Out of my own pocket I gave N.W.M. Policemen $2 to take registered mail out once - the only mail dispatched.”

 

“Within a very short time, the NWMP were carrying the mail, but then Lake Bennett ran out of stamps.  On June 7, 1898, the Post Office Inspector’s Office in Victoria wrote to The Secretary, Post Office Department, Ottawa, as follows:”

 

Dear Sir-

 

“The Postmaster at Victoria reports that on the 3rd inst.

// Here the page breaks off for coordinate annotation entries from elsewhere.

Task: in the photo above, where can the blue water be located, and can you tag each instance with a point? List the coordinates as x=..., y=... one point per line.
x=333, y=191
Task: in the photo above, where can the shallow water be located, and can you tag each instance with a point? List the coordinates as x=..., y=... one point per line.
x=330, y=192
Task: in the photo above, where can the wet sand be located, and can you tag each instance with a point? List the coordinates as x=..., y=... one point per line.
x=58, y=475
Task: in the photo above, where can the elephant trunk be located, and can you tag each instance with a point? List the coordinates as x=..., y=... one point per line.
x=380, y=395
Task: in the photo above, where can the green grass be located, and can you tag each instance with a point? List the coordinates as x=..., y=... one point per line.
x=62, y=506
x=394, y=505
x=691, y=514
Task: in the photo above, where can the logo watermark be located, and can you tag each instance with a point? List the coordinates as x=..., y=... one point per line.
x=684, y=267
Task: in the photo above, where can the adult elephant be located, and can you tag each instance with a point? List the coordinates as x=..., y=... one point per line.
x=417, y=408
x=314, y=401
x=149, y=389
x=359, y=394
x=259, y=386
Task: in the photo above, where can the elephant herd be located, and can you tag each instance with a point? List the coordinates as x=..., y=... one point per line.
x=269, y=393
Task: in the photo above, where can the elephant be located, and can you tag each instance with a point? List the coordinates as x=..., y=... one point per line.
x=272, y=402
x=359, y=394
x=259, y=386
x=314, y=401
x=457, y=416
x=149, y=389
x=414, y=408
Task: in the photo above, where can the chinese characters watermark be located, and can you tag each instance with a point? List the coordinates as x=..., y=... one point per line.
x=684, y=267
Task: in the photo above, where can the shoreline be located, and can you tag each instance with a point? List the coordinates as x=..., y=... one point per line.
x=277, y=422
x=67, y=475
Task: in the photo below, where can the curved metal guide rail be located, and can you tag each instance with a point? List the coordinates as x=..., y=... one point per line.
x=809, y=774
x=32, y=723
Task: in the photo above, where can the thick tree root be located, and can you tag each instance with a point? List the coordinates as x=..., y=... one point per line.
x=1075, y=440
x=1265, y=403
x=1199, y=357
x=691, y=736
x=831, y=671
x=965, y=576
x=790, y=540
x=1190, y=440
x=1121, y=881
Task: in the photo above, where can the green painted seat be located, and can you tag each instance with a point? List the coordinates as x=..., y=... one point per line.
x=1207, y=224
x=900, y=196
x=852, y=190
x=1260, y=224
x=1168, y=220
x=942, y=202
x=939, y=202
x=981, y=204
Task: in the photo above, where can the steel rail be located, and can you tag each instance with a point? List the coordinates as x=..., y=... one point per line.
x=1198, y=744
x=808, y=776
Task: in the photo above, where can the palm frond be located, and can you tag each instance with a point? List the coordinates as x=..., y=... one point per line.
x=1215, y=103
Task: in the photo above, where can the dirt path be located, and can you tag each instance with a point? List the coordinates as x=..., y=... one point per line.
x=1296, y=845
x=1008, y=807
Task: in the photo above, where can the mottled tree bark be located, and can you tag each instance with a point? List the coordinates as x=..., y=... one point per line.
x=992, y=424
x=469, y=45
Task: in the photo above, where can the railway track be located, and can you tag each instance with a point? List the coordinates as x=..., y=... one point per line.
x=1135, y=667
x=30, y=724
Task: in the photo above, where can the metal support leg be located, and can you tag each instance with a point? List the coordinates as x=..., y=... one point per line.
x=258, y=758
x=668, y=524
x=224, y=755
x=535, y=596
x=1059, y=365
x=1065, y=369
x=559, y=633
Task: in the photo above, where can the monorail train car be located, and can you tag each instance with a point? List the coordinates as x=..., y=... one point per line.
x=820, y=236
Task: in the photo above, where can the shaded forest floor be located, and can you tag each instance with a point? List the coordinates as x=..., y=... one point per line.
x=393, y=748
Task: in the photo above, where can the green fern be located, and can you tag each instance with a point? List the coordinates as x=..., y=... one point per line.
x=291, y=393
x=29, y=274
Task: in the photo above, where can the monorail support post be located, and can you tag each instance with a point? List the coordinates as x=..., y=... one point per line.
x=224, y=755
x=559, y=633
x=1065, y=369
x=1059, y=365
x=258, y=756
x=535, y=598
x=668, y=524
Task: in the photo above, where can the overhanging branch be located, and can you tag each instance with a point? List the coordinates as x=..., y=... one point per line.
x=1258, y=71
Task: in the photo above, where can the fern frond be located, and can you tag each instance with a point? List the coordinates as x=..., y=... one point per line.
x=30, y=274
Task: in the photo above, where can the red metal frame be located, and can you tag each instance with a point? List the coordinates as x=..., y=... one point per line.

He received two mails from LAKE BENNETT dated the 25th and 28th ultimo.  These mails consisted of seven sacks of letters, 1300 of which were without stamps and 120 with United States stamps attached.  Cash was received with the mail amounting to $42.50, which was used to pay the unpaid letters, and the balance as far as possible was used to pre-pay those letters to which U.S. stamps had been attached.  The remainder were treated as unpaid letters, some 60 of those being handled at this office and the addresses notified.”

 

“Under date of the 2nd ultimo the Postmaster at Lake Bennett informs me that Major Steele has undertaken to transport “a reasonable quantity of mail to and from Skagway,” so I presume there sould be no further difficulty at that office.”

 

“The matter of the increased Credit Supply however appears to be urgent.

 

Yours Truly

W.H. Dorman,

for the P.O. Inspector

Notation: Double the credit supply (written on the reverse of the letter)”

 

“There are several other government reports that mention letters from the Yukon or northern B.C. arriving in Victoria without stamps, but few documented examples have survived.  A registered letter mailed at Lake Bennett to Michigan on June 7 without stamps is illustrated in BNA Topics, Vol. 52, pp. 59-60.  The new supply of stamps from Victoria for Lake Bennett would not have arrived.  The cover has three 3c and two 1c Maple Leaf stamps and signs that another 1c stamp has been cut off.  These stamps were precancelled with the Victoria, B.C. roller.  One of them was applied over part of the Lake Bennett postmark.”

 

Letters from Lake Bennett

 

“Kevin O’Reilly has a letter that was written at Lake Bennett by a stampeder to his wife in California.  It was written on May 1, 1898 (the day the post office opened) and postmarked Lake Bennett, May 2.  It expresses the difficulties in mail service over the winter of 1897-98:”

 

“I have not heard a word from you since I left Seattle and it makes me feel awful blue.  I have written over a dozen letters since then.  Of course I know you have written but I cannot understand why I don’t get your letters.  However there will be a government post office at Lake Bennett, about 4 miles from where we are camped after today, and I expect I will get your letters then.  The post offices at Skagway and Dyea have been managed disgracefully, but, mew postmasters have been pit in charge of both places and they will probably do better at least for a while.  Carriers have been reaping a rich harvest bringing any mail in and taking it out at 25 cents a letter. (emphasis added) Sometimes they would have 2000 letters.”

 

Covers

 

Two covers are known with the McGreely’s Express stamp used on April 30, 1898.  They were most recently auctioned by Robert Kaufman of Wayne Township, NJ on November 22, 1985 and are illustrated herin.  The cover addressed to Scott Stamp Company is the listing copy.

 

 

The recently uncovered research proves newspapers were carried from Skagway via Dyea up the Chilkoot Trail in the spring of 1898 to Lake Bennett and points along the way including Sheep Camp for 25 cents each.  All of this evidence verifies the July 6, 1901 letter of S.C. Marcuse, the originator of the McGreely’s Express stamp.

 

As to the remaindered 500 McGreely stamps Mr. Marcuse references in his 1901 letter, in 1978 I bought 2 sheets of McGreely from well known revenue dealer Eric Jackson in California.  He has a few sheets.  He apparently acquired them from someone who had access to the Marcuse estate in San Francisco.  The sheets were in 5 x 10 layout of 50 with 2 sides or 14 stamps straight edged and no gum.